Bloomberg has a big
story on my favorite literary-philosophical-mathematical flâneur, Nassim Taleb. It appears his book,
The Black Swan, is a huge best seller, and supposedly he gets $60k per speech now, all for his new theory: 'shit happens'. He's also saving us from the oppression of the Normal distribution, which statisticians believe exactly describes the world (fools!).
Why is Taleb so popular now? Perhaps you have heard of the Sub-prime debacle? Nassim called it. Whatever unexpected that happens you'll find that most of the experts didn't expected it--just as Taleb predicted. Space Shuttle? Berlin Wall? Britney's meltdown? Again, these thing were big events, and most experts didn't expect them, so Taleb did. Well, actually all he said was that unexpected things happen a lot. Is that a correct call? If you believe so, you are a Taleb fan.
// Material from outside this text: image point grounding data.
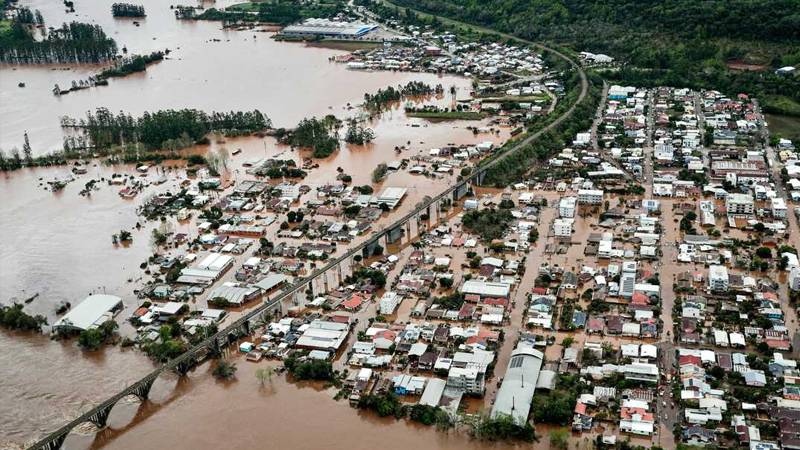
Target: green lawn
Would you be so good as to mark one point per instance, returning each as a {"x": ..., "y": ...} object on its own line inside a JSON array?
[
  {"x": 784, "y": 126},
  {"x": 5, "y": 26},
  {"x": 779, "y": 104}
]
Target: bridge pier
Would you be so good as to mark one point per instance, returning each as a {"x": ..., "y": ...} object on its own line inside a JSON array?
[
  {"x": 100, "y": 417},
  {"x": 142, "y": 392},
  {"x": 460, "y": 191},
  {"x": 53, "y": 442},
  {"x": 183, "y": 367}
]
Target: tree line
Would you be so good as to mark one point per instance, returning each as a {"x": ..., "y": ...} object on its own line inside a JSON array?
[
  {"x": 319, "y": 135},
  {"x": 513, "y": 167},
  {"x": 681, "y": 43},
  {"x": 104, "y": 129},
  {"x": 279, "y": 12},
  {"x": 127, "y": 10},
  {"x": 133, "y": 64},
  {"x": 375, "y": 103},
  {"x": 72, "y": 43}
]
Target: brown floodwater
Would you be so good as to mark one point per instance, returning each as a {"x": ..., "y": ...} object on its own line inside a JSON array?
[
  {"x": 202, "y": 412},
  {"x": 57, "y": 246},
  {"x": 209, "y": 69}
]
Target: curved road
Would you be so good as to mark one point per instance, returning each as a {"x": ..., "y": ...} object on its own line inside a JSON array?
[{"x": 191, "y": 355}]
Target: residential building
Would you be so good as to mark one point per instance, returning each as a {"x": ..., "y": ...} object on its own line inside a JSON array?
[
  {"x": 566, "y": 207},
  {"x": 739, "y": 204},
  {"x": 563, "y": 227},
  {"x": 718, "y": 280},
  {"x": 590, "y": 196}
]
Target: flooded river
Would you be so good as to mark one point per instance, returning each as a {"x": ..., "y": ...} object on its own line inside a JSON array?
[
  {"x": 58, "y": 245},
  {"x": 243, "y": 414}
]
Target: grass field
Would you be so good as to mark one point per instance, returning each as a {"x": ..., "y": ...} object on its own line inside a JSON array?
[{"x": 782, "y": 105}]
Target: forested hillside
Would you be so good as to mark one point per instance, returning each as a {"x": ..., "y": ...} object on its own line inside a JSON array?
[{"x": 673, "y": 42}]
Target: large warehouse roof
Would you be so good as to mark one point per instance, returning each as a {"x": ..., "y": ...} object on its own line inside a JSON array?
[
  {"x": 91, "y": 312},
  {"x": 516, "y": 393}
]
The article starts by noting that Taleb was lecturing to a group of Morgan Stanley risk managers, lambasting 'stress tests'. This is strange because one would think that, to a guy that hates the normal distribution, or really any parametric distribution, he would love the stress test. Stress tests can be anything you want: what happens to your portfolio if the S&P goes up 10% and the dollar falls 10%? Improbable, perhaps, but these are nonparametric, their scope is only limited by your imagination. That he would say these are bad, leaves one to wonder, what, exactly, he thinks risk management should focus on. But that is not Taleb's oeuvre, which is merely to criticize any forecasting tool because it is imperfect. The only positive advice he gives, is trivial, things like, go to cocktail parties, because you might hear a good idea in such a nontraditional environment; or that you should invest in wacky investments that have Powerball-type upside. Good luck with that.
Success is mainly marketing, and you have to hand it to Taleb, he's slyly presents himself as a prescient speculator, someone who makes money taking positions, without ever really saying so. For instance, it is remarked in the story he 'made' $35MM on eurodollar options on Oct 19, 1987 (the market crash). As a trader, that just means he didn't have his risk hedged, because remember, we was primarily a market maker then, a guy who makes money off customer flow, and so generally you don't want these guys taking sides, they make money off the bid-ask spread. And so the 200 point move in Eurodollars that day (unprecedented) exposed him. That's simply a mistake, and others who didn't hedge their risk probably had the opposite pnl. But, elsewhere, if I remember, Taleb admits that his Oct 19th fortune was luck. Nevertheless, by putting out he 'made' $35MM, and that traders called him 'Nassim the dream', clearly it suggests he has the Midas touch. Subtle.
And then there's his hedge fund, Empirica Kurtosis, a fund he ran for 5 years, from 2000 through 2004. There was a joke when I was at one fund, where a bad idiosyncratic trade is always called a 'hedge' after the fact. That is, the money you lost on that punt on volatility, or the oil bet you made that goes against you, you say was hedging something else in your portfolio. It's a nice way to explain away a bad idea. So after the fund starting grinding out losses, Nassim started calling his fund a 'hedge', not a fund, later, a 'laboratory'. Now he says about the fund:
`Our aim was not to make money,'' Taleb says. ``I make no claims of being able to beat markets.'
But he makes sure any article that mentions his fund notes he made 60% in 2000. The only record of his total fund was a WSJ
article on him in 2007, which notes he lost money in 2001 and 2002, made single digits in 2003 and 2004. That averages out to around 12%, and as the risk free rate was about 4% over that period, and the volatility was probably around 17% on a monthly basis, thats a Sharpe of 0.47. Not so good. And that's with his unaudited returns, so it's probably biased high (people have a tendency to round unaudited results upward significantly).
Like almost everything he writes, he is inconsistent, which makes taking him seriously pointless, because he can say that he said anything: his fund was a hedge, it made a ton of money; he was a lucky trader, he was a skilled speculator. I'm clearly a minority in my assessment of his insight, but then again, I didn't like
Confessions of an Economic Hit Man or
Nickel and Dimed either. Basically, my favorite books tend to be #347 in their category.
The story mentions his former assistants are starting funds based on capturing the Black Swan, a fantastic plan. If you write a best selling book about investing, clearly some of those readers will be rich hedge fund investors. Now pitch them with the following story that is totally consistent with your revolutionary insights: I get 2 and 20 fees. Your returns will be near zero, until we catch a financial Black Swan, whose return cannot be quantified, but think Google or Harry Potter. Of course, 'absence of evidence' is not 'evidence of absence', so if nothing happens after 10 years, that proves nothing. Heck, even a lifetime of zero alpha proves nothing. Meanwhile, on $1B, that's $20MM per year. Brilliant!